A number of blogs and websites written by Western analysts who track jihadi and extremist groups, including the Islamic State (IS) militant group, appear to have been blocked in Russia.
Pieter Van Ostaeyen is a Belgian analyst who tracks jihadi groups, including Belgian militants in Islamic State, and runs a blog on the Syrian war. He reported on December 1 that when users in Russia attempted to visit his site, they could only view a message that read, “This site has been blocked by order of the government in Russia.”
Van Ostaeyen said his site had posted an Islamic State video called "The Clanging Of The Swords."
An initial investigation by RFE/RL shows that other sites run by Western analysts tracking Islamic State and other jihadi groups have also been blocked in Russia.
The Jihadology.net website, run by U.S.-based analyst Aaron Zelin, a fellow at the Washington Institute for Near East Policy, is also no longer accessible in Russia. The Jihadology website makes it clear that it is intended for academic purposes only and does not endorse any of the jihadist content posted on it.
Van Ostaeyen told RFE/RL that it was “completely insane" for Russia to block his website, as well as Jihadology and likely others.
The development comes amid an apparent crackdown by the Russian authorities against sites that post material relating to Islamic State.
On December 1, Russia’s state communications agency temporarily blocked access to the Vimeo video-hosting website after an account on the site posted a video from the Islamic State group.
State broadcasting regulator Roskomnadzor said on December 1 that Internet service providers in Russia "banned access to video hosting [site] Vimeo" based on a request by the Russian prosecutor's office because of a video on the website from the IS militant group called "Flames of War."
A Roskomnadzor spokesman later said the block had been removed.
In October, the Russian prosecutor-general ordered the closure of a number of pro-Islamic State accounts on the Russian social network VKontakte, saying that the pages had contained “calls for extremist and terrorist activities.”

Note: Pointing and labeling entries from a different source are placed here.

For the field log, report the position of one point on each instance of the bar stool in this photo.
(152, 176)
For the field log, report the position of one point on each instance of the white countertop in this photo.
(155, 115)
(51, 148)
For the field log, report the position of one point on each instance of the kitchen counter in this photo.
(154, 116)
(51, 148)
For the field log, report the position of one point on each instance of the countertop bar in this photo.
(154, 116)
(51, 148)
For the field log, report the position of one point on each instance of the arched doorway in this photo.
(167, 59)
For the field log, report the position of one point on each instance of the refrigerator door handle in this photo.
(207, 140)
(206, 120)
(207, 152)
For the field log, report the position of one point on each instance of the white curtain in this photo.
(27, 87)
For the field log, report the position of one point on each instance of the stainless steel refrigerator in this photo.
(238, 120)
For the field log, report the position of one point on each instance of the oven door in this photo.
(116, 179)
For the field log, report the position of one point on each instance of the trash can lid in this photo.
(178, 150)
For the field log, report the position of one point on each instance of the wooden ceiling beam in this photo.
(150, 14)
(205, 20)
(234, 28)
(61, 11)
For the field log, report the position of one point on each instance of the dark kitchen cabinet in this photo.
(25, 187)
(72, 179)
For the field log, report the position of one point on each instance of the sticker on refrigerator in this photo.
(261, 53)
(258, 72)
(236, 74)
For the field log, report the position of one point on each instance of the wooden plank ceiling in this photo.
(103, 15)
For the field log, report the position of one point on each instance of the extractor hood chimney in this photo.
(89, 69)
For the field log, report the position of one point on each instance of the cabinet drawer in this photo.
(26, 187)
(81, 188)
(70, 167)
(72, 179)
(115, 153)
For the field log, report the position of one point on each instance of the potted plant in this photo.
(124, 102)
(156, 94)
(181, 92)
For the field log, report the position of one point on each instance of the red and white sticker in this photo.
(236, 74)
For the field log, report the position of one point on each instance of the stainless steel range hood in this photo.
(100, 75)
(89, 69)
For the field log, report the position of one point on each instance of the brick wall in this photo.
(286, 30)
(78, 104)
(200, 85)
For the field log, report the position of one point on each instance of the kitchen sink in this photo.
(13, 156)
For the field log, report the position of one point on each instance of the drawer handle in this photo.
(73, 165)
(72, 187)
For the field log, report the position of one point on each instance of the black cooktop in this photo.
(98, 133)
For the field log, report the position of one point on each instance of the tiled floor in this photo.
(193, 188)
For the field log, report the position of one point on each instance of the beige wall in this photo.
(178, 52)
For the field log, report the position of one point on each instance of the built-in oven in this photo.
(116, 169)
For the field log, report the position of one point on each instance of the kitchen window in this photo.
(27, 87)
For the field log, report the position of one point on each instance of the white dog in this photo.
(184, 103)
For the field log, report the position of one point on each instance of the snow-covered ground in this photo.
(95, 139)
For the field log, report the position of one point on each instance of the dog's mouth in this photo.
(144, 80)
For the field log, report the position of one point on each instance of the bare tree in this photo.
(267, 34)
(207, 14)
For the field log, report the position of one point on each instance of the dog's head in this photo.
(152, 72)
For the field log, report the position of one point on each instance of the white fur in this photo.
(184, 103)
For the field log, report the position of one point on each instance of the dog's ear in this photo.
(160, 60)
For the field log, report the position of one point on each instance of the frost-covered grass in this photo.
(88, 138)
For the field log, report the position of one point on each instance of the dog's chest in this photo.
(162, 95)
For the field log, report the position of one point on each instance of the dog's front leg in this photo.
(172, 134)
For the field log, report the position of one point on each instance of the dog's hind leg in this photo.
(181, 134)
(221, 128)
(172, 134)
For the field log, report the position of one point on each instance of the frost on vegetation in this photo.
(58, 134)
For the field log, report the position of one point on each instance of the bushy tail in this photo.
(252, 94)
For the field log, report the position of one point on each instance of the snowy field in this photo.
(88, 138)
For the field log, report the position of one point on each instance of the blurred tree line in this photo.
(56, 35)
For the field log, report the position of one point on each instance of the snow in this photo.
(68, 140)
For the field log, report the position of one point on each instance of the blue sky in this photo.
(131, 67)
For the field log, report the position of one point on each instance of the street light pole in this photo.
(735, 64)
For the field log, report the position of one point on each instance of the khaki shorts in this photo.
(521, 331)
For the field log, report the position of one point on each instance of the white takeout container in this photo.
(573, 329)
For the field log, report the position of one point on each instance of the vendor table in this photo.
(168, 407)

That move came after VKontakte itself had carried out a large-scale ban of pro-jihad groups in August, following reports that pro-Islamic State accounts had moved to the social network after being banned by Twitter.
While VKontakte continues to ban pro-jihadi accounts, including those run by a core group of pro-Islamic State supporters, the network still contains a large number of accounts supporting the Islamic State group. These accounts include those of Russian-speaking militants fighting with Islamic State in Syria and Iraq. Those behind the accounts simply reopen new accounts as their old accounts are banned.